如果要传递元组对,请传递input_type='pairs'
。然后你可以这样做:
>>> hasher = sklearn.feature_extraction.FeatureHasher(n_features=10,
... non_negative=True,
... input_type='pair')
>>> X_new = hasher.fit_transform([[('a', 1), ('b', 2)], [('a', 0), ('c', 5)]])
>>> X_new.toarray()
array([[ 1., 2., 0., 0., 0., 0., 0., 0., 0., 0.],
[ 0., 0., 0., 0., 0., 0., 0., 5., 0., 0.]])
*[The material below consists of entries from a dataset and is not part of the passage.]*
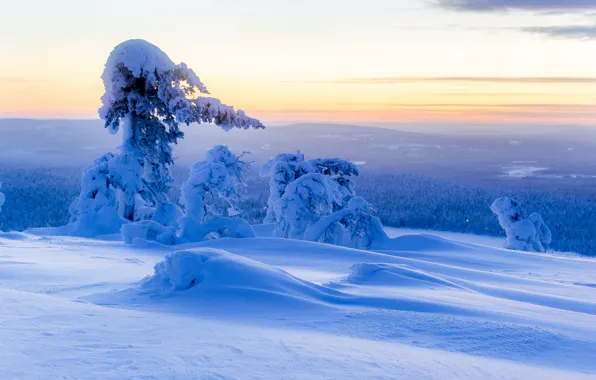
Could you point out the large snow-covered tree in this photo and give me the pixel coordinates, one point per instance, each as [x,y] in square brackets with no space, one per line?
[149,97]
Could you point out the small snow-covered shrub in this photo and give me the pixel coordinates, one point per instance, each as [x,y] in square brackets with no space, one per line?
[149,230]
[508,211]
[523,234]
[544,233]
[341,172]
[305,201]
[362,229]
[149,96]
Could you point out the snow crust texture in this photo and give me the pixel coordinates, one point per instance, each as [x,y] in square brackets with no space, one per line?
[423,307]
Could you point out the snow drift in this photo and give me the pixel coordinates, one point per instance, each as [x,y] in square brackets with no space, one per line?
[215,275]
[395,275]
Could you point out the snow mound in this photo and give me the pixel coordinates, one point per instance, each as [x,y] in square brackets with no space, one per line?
[217,275]
[13,235]
[395,275]
[423,242]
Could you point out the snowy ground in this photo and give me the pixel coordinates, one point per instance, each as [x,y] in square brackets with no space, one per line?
[429,308]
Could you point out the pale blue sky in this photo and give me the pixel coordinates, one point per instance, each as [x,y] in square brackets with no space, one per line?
[295,57]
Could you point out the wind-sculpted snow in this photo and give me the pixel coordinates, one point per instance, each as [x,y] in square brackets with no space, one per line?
[422,308]
[395,275]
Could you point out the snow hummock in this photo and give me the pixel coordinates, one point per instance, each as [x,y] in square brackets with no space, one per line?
[422,308]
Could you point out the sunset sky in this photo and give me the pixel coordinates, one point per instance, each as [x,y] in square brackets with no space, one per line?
[332,60]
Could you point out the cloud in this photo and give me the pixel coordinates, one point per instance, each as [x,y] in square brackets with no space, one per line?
[523,80]
[587,32]
[529,5]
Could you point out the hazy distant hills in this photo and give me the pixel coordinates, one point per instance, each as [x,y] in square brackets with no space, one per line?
[554,151]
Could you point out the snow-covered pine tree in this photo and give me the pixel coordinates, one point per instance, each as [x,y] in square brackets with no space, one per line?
[2,197]
[95,211]
[341,172]
[282,170]
[522,234]
[544,232]
[211,190]
[150,96]
[304,202]
[285,168]
[359,228]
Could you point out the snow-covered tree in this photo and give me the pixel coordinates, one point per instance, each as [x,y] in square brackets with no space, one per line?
[340,171]
[508,211]
[521,233]
[282,170]
[286,168]
[95,211]
[211,190]
[359,228]
[149,96]
[522,236]
[544,233]
[304,202]
[2,197]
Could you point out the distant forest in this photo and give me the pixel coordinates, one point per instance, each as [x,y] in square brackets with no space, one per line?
[41,197]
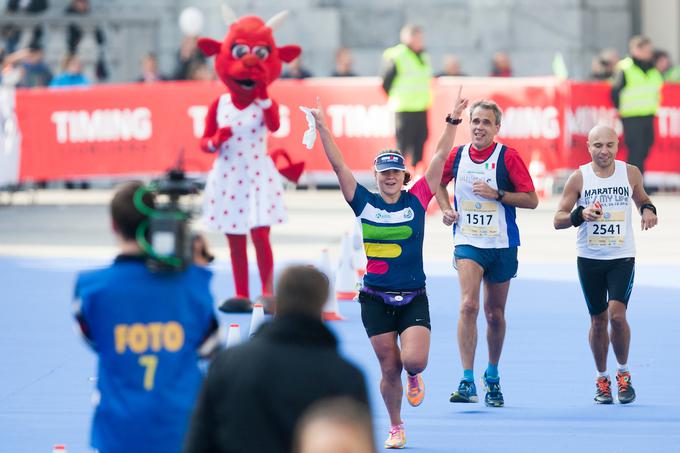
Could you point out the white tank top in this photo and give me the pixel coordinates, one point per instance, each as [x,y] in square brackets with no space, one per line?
[482,223]
[612,237]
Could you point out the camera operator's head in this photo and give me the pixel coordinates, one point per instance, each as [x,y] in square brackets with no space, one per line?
[301,290]
[125,216]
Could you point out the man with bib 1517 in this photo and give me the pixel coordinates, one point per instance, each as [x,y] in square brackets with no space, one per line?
[491,180]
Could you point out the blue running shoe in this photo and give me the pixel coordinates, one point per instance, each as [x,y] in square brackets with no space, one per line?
[493,397]
[466,393]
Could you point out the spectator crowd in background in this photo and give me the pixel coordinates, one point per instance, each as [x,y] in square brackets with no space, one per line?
[23,65]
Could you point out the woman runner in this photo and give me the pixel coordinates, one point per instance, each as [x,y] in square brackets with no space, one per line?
[393,299]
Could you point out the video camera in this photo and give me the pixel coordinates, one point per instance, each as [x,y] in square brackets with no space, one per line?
[165,237]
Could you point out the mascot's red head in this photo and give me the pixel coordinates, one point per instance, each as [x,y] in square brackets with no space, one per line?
[247,61]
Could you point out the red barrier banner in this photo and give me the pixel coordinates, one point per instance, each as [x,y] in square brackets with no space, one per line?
[123,130]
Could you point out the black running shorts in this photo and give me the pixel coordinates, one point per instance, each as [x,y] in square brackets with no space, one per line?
[379,317]
[605,280]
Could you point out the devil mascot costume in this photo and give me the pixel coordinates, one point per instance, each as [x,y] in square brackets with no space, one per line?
[244,192]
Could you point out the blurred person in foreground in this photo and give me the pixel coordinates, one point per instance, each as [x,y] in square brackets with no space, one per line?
[148,330]
[636,93]
[407,75]
[604,191]
[256,392]
[337,425]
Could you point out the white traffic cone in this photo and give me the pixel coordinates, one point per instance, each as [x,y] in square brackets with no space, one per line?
[256,319]
[331,310]
[359,254]
[345,275]
[233,335]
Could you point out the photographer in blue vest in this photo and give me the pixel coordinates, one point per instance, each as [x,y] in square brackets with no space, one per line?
[148,329]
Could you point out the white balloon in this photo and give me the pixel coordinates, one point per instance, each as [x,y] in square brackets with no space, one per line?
[191,21]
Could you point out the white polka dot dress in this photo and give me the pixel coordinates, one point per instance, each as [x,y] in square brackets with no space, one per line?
[244,189]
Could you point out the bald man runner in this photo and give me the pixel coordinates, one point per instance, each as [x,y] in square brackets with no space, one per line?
[602,191]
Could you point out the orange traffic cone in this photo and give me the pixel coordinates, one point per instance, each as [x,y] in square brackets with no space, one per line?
[359,254]
[345,275]
[256,319]
[331,310]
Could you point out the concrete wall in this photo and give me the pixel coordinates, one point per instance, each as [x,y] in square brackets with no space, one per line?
[661,22]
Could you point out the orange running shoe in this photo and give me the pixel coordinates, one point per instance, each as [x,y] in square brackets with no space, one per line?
[416,389]
[603,394]
[397,437]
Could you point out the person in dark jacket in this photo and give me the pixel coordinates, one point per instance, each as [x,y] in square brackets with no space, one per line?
[636,93]
[256,392]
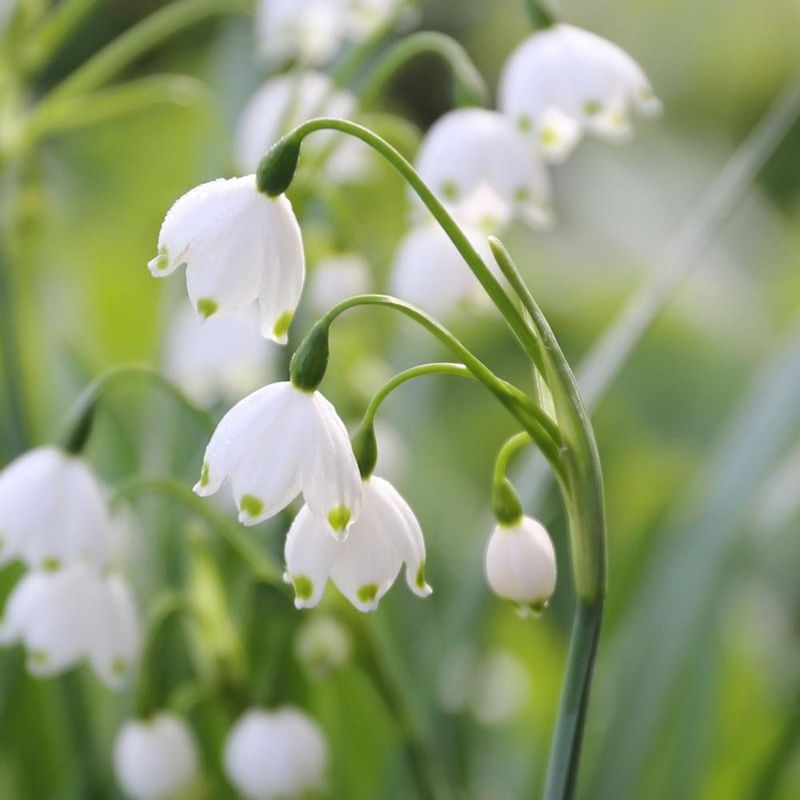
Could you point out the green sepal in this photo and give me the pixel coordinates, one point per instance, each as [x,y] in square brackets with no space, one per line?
[310,360]
[276,170]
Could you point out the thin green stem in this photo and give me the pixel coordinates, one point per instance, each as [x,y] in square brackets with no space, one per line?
[469,86]
[80,418]
[532,418]
[270,169]
[263,568]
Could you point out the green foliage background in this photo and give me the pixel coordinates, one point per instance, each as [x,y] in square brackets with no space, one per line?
[699,667]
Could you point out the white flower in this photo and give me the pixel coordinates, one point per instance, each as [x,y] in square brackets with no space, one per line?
[280,441]
[310,31]
[275,754]
[281,104]
[239,246]
[364,566]
[485,170]
[337,278]
[73,614]
[521,563]
[429,272]
[52,511]
[222,358]
[155,758]
[563,81]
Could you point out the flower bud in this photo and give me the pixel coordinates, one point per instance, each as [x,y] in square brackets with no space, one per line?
[156,758]
[282,753]
[521,564]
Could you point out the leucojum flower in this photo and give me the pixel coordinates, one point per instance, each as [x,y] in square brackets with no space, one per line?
[155,758]
[281,753]
[563,81]
[240,247]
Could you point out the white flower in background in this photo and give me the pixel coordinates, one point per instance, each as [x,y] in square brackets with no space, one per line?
[563,81]
[278,442]
[281,104]
[485,170]
[521,564]
[65,616]
[429,272]
[364,566]
[155,758]
[52,511]
[222,358]
[323,645]
[278,754]
[239,246]
[337,278]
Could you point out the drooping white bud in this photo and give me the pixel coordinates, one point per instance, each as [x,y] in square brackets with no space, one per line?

最后,如果您只有布尔值,则根本不必显式传递值——FeatureHasher
将简单地假设,如果存在特征名称,则其值为True
(此处表示为浮点值1.0
)。
>>> hasher = sklearn.feature_extraction.FeatureHasher(n_features=10,
... non_negative=True,
... input_type='string')
>>> X_new = hasher.fit_transform([['a', 'b'], ['a', 'c']])
>>> X_new.toarray()
array([[ 1., 1., 0., 0., 0., 0., 0., 0., 0., 0.],
[ 1., 0., 0., 0., 0., 0., 0., 1., 0., 0.]])
不幸的是,您的数据似乎并不总是采用任何一种格式。但是,修改所需内容以适应'dict'
或'pair'
格式应该不会太难。如果你需要帮助,请告诉我;在这种情况下,请详细说明您试图转换的数据的格式。